Per chi critica Michelle Alexander, i palestinesi non meritano diritti civili

di Amjad Iraqi

traduzione di Amedeo Rossi

 

Lo scandalo da parte di personaggi dell’establishment ebraico in merito all’editoriale di Alexander sul New York Times a sostegno dei diritti dei palestinesi ricorda le reazioni degli americani bianchi al movimento per i diritti civili decenni fa.

 

Il forte editoriale di Michelle Alexander sul “New York Times” di sabato (“E’ tempo di rompere il silenzio sulla Palestina”) prima del giorno della commemorazione di Martin Luther King Jr., è stato presumibilmente una pietra miliare per il movimento per la Palestina negli USA. 
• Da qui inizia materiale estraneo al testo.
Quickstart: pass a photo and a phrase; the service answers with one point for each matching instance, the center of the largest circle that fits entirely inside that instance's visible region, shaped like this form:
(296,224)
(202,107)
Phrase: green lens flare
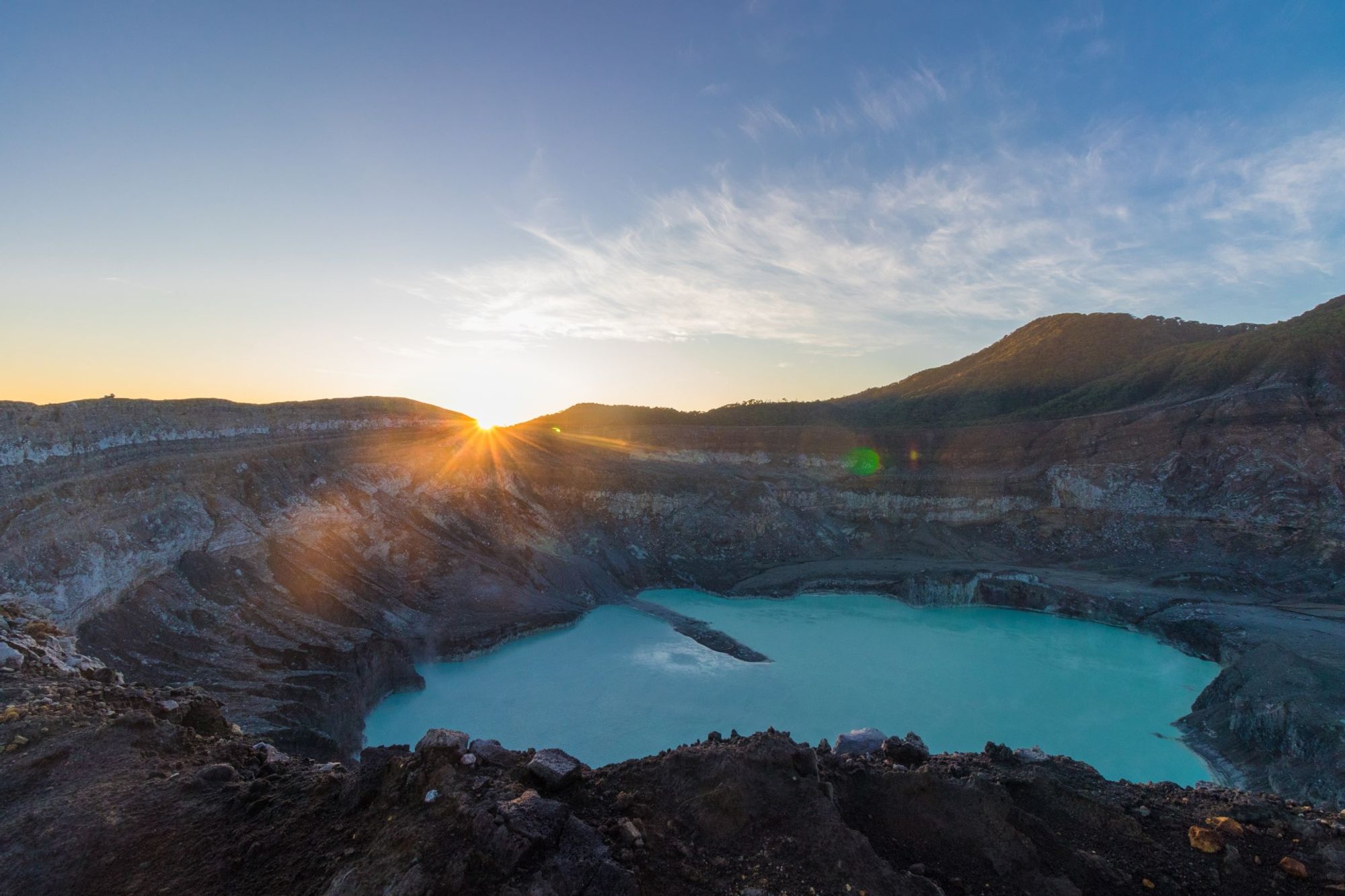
(863,462)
Primo, per chi l’ha scritto: Alexander, l’autrice del fondamentale libro “The New Jim Crow” [in riferimento alle leggi segregazioniste nel Sud degli Stati Uniti, ndtr.] è un’illustre avvocatessa e un’intellettuale stimata per il suo attivismo e la sua erudizione sul razzismo negli USA, che non può facilmente essere liquidata come “marginale”.

Secondo, per dove è stato scritto: in un importantissimo giornale, che ospita più frequentemente editoriali di sostenitori di Israele come Bari Weiss, Matti Friedman, Bret Stephens, Shmuel Rosner, persino ministri come Naftali Bennett [attuale ministro dell’Educazione di Israele e dirigente del partito di estrema destra dei coloni, ndtr.].
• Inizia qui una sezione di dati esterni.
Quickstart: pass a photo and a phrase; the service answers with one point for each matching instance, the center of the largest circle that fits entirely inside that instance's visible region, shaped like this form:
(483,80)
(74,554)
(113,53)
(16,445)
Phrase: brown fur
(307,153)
Terzo, per quando è stato scritto: Alexander è l’ultima importante afro-americana negli ultimi mesi ad aver espresso a voce – e ad essere presa di mira per questo – la sua solidarietà con il popolo palestinese, dopo che altri, come Tamika Mallory [attivista della Marcia delle Donne, ndtr.], Marc Lamont Hill [accademico, scrittore, attivista e personaggio televisivo, ndtr] e Angela Davis [storica dirigente del movimento per i diritti degli afro-americani e accademica, ndtr], hanno affrontato pubblicamente insulti e sconfessioni.
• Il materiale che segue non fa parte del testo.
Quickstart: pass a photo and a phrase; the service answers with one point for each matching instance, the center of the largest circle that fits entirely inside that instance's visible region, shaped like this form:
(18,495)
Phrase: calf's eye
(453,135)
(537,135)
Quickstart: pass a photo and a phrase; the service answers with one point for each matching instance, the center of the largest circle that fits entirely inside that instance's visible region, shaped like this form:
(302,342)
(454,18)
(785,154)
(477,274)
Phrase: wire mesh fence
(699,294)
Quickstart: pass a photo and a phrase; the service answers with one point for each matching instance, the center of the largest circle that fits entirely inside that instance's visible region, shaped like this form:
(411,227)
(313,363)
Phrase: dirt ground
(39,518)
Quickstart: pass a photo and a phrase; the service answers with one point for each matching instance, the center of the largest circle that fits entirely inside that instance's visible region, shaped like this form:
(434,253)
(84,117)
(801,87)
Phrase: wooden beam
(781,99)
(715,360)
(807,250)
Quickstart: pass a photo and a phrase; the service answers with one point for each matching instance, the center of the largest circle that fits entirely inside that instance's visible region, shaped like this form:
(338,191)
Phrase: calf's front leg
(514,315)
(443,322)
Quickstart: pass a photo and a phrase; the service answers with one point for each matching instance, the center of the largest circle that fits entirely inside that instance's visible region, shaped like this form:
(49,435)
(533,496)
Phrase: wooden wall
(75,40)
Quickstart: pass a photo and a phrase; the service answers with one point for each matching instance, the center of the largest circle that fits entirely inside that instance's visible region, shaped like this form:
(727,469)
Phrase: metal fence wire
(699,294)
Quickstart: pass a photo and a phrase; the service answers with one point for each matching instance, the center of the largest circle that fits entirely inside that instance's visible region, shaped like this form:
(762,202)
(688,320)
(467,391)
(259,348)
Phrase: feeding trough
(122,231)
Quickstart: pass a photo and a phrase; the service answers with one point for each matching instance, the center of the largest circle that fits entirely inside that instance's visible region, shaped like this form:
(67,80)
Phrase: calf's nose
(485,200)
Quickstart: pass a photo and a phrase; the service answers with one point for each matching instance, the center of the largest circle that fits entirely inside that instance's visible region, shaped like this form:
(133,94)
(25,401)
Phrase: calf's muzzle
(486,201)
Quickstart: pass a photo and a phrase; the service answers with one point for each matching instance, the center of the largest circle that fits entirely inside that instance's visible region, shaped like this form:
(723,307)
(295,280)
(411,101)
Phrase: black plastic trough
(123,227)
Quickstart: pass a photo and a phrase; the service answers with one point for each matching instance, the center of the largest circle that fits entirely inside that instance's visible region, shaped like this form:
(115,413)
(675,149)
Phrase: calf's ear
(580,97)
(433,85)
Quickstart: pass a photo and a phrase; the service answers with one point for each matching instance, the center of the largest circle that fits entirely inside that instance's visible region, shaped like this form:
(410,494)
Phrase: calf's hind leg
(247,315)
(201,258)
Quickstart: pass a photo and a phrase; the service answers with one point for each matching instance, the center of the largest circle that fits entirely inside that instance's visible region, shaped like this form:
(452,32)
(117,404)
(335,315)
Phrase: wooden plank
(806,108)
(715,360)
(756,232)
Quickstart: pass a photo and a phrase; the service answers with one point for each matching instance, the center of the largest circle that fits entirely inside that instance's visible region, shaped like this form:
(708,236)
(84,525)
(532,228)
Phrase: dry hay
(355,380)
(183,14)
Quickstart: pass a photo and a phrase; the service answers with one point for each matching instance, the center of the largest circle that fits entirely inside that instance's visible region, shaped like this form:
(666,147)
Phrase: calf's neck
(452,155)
E quarto, perché è stato scritto: per sfidare il diffuso timore delle conseguenze, da parte di molti americani progressisti, di criticare pubblicamente Israele e parlare a favore dei diritti dei palestinesi.

Lo scandalo per l’editoriale di Alexander è arrivato rapidamente da gruppi e personalità dell’establishment ebraico. Alcuni di essi vale la pena leggerli per intero, se non altro per testimoniare l’isteria e la chutzpah [termine hiddish per arroganza, ndtr], di dire a una donna nera come commemorare uno dei più importanti leader afro-americani della storia, o come interpretare la sua consapevolezza dell’ingiustizia:

L’Anti-Defamation League [Lega contro la Diffamazione, uno dei principali gruppi della lobby filoisraeliana negli USA, ndtr.] (ADL): “Abbiamo un grande rispetto per Michelle Alexander e per il suo lavoro innovativo sui diritti civili, ma il suo articolo sul complesso conflitto israelo-palestinese è pericolosamente errato, ignora avvenimenti fondamentali, la storia e le responsabilità condivise di entrambe le parti per la sua soluzione.”

L’American Jewish Congress [Congresso Ebraico Americano, altro potente gruppo filo-israeliano, ndtr.] (AJC): “La memoria di Martin Luther King non è una clava morale da brandire contro ogni causa o Paese che uno disapprova. L’editoriale di Michelle Alexander è una vergognosa usurpazione. Tutti noi abbiamo da fare un lungo cammino per raggiungere la cima della collina [riferimento al famoso discorso di Martin Luther King “Ho un sogno”, ndtr.]. Non c’è bisogno di prendersela con il democratico Israele.”

David Harris, presidente dell’AJC: “L’articolo di Michelle Alexander: in sintesi chiede la fine di Israele/ cita con approvazione gli estremisti/ invoca l’appoggio di Martin Luther King senza basi concrete/ ignora: la ricerca della pace da parte di Israele dal ’48; la natura di Hamas; il terrorismo; i rifugiati ebrei dai Paesi arabi.”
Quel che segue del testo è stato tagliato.